Merajut Harmoni Luhur Antara Alam dan Manusia dari Subak Bali

By Afkar Aristoteles Mukhaer, Rabu, 10 April 2024 | 09:00 WIB
Subak merupakan sistem ekologi yang berkeadilan antara kebutuhan manusia dan pelestarian alam. Sistem ini sudah diwariskan sejak sebelum kedatangan agama Hindu oleh masyarakat Bali. Ada pun sistem ini merupakan cerminan salah satu demokrasi tertua di dunia dalam pembagian tanah. (Yunaidi Joepoet)

Kemudian pengetahuan ini diwariskan pada periode selanjutnya. Dalam prasasti Pengotan Bali dari 1069, raja harus mengelola subak dan peduli pada konservasi. Kepengurusan harus memandang lanskap Bali harus dilindungi, termasuk masalah hidrologi.

"Secara hierarki, raja-raja berikutnya mengikuti. Tujuannya adalah menyelamatkan air dari Gunung Batur, untuk hilirisasi subak," terang Made.

Prasasti itu terdiri dari peraturan, termasuk Kayu Larangan, tidak boleh menebang pohon-pohon tertentu. Kayu juga tidak boleh menghalangi aliran sungai. Inilah konsep berkeadilan terhadap lingkungan yang ditekuni masyarakat Bali sejak dulu.

Ada pun beberapa prasasti yang menyebutkan "suwak" yang merupakan asal kata subak. Salah satunya prasasti Pandak Badung dari tahun 1071. Prasasti itu merujuk pada nama Subak Talaga. 

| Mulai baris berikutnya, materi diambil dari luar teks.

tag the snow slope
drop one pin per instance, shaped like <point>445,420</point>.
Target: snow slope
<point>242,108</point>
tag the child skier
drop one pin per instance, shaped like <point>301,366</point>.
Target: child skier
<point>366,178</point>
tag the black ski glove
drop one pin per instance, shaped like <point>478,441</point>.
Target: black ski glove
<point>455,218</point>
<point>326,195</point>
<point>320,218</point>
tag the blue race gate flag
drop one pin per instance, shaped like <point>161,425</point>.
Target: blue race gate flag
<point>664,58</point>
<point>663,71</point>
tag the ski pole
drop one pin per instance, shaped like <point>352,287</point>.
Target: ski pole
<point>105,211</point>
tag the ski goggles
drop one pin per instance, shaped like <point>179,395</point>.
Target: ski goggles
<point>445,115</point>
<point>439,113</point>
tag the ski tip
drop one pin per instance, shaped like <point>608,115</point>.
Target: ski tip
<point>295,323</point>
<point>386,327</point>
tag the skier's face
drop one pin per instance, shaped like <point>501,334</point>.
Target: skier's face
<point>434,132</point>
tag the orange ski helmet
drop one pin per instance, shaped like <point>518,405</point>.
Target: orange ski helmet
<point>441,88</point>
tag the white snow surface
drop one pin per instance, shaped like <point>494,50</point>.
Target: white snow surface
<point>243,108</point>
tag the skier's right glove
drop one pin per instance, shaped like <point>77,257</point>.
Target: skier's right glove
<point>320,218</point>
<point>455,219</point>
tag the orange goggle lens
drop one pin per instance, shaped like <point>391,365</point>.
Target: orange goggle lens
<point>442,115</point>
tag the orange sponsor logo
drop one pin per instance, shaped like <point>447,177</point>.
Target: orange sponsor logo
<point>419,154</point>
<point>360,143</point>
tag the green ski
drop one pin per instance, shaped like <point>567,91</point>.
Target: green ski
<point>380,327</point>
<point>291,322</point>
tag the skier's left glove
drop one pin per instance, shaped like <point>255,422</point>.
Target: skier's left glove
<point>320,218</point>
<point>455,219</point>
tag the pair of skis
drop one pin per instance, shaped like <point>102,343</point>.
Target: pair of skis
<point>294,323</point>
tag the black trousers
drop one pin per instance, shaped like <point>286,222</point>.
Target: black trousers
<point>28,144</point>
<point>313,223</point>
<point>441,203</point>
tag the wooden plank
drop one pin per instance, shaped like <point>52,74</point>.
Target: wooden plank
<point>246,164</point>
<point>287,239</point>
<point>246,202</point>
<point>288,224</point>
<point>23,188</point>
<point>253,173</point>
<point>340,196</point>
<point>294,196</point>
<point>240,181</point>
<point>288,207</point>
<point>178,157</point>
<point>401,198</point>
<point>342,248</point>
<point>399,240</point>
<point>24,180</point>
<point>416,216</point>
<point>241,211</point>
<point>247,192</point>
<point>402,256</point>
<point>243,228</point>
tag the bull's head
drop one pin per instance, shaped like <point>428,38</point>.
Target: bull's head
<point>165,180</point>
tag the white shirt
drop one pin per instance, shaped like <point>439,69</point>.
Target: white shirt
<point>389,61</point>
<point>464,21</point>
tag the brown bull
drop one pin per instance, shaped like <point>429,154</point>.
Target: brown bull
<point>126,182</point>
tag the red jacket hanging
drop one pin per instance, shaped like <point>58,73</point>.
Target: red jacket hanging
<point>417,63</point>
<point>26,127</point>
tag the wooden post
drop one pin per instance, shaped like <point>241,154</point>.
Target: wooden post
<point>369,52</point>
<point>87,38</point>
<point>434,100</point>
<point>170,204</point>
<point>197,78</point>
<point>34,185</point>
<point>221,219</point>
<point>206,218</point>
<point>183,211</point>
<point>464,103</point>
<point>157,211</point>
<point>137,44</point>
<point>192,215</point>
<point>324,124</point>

Pola sawah dalam jaringan irigasi subak di Bali melingkar, seperti konsep pemahaman masyarakat akan posisinya dengan alam. Mereka memusatkan hubungan harmoni antara Buana Agung (Bumi) dan Alit (manusia) yang sebenarnya satu kesatuan. Jika bagian dalam ini terpisah dari habitat sekitar, akan ada ancaman bencana.

"Itu pelajaran berharga yang diwarisi leluhur. Di Indonesia banyak dari ratusan suku bangsa yang memiliki nilai tradisi seperti ini," jelasnya. "Berkelanjutan ini bukan hanya mewarisi tradisi, tetapi bagaimana tradisi itu melakukan atau me-protect alam supaya generasi berikutnya bisa memanfaatkan. Itu upaya sustainable."

Subak untuk Konservasi Dunia

Bersama Harry, Made memperkirakan bahwa sistem seperti ini sangat mungkin untuk diterapkan secara universal. Pasalnya, leluhur manusia sudah memikirkan sistem irigasi begitu mengenal pertanian.

Misalnya, masyarakat di Nusa Tenggara Timur mengenal irigasi dengan pola sawah lingko todo seperti jaring laba-laba yang dapat membagi air secara merata ke setiap petak sawah.

Ada pun Tiongkok mengenal sistem xinghua duotioan yang membuka aliran lebar, menyeluruh untuk membasahi petak sawah, sekaligus mencegah banjir. Begitu pula terasering sawah padi Bnaue di Filipina.

"Budaya tentang pengelolaan air itu sudah ada di berbagai masyarakat, bukan saja di Bali, Jawa, dan daerah Asia," terang Made. "Ada rekayasa ekologi di situ. Masyarakat di situ ada tradisi konservasi ekologi dengan membuat irigasi seperti itu. Ini juga mencegah dari alih fungsi [lahan pertanian]."

Kekayaan pengetahuan subak di Bali perlu diperhatikan untuk tetap lestari. Bali modern menjadi tempat destinasi wisata yang memikat bagi masyarakat penjuru dunia karena keindahan alam dan spiritualitasnya.

Made menyarankan, subak bisa menjadi wisata edukasi keberlanjutan berbasis tradisi. Dengan demikian, pengetahuan ini bisa terlebar luas dan berpeluang untuk diterapkan di tempat lain sebagai upaya menjaga hubungan alam dan manusia.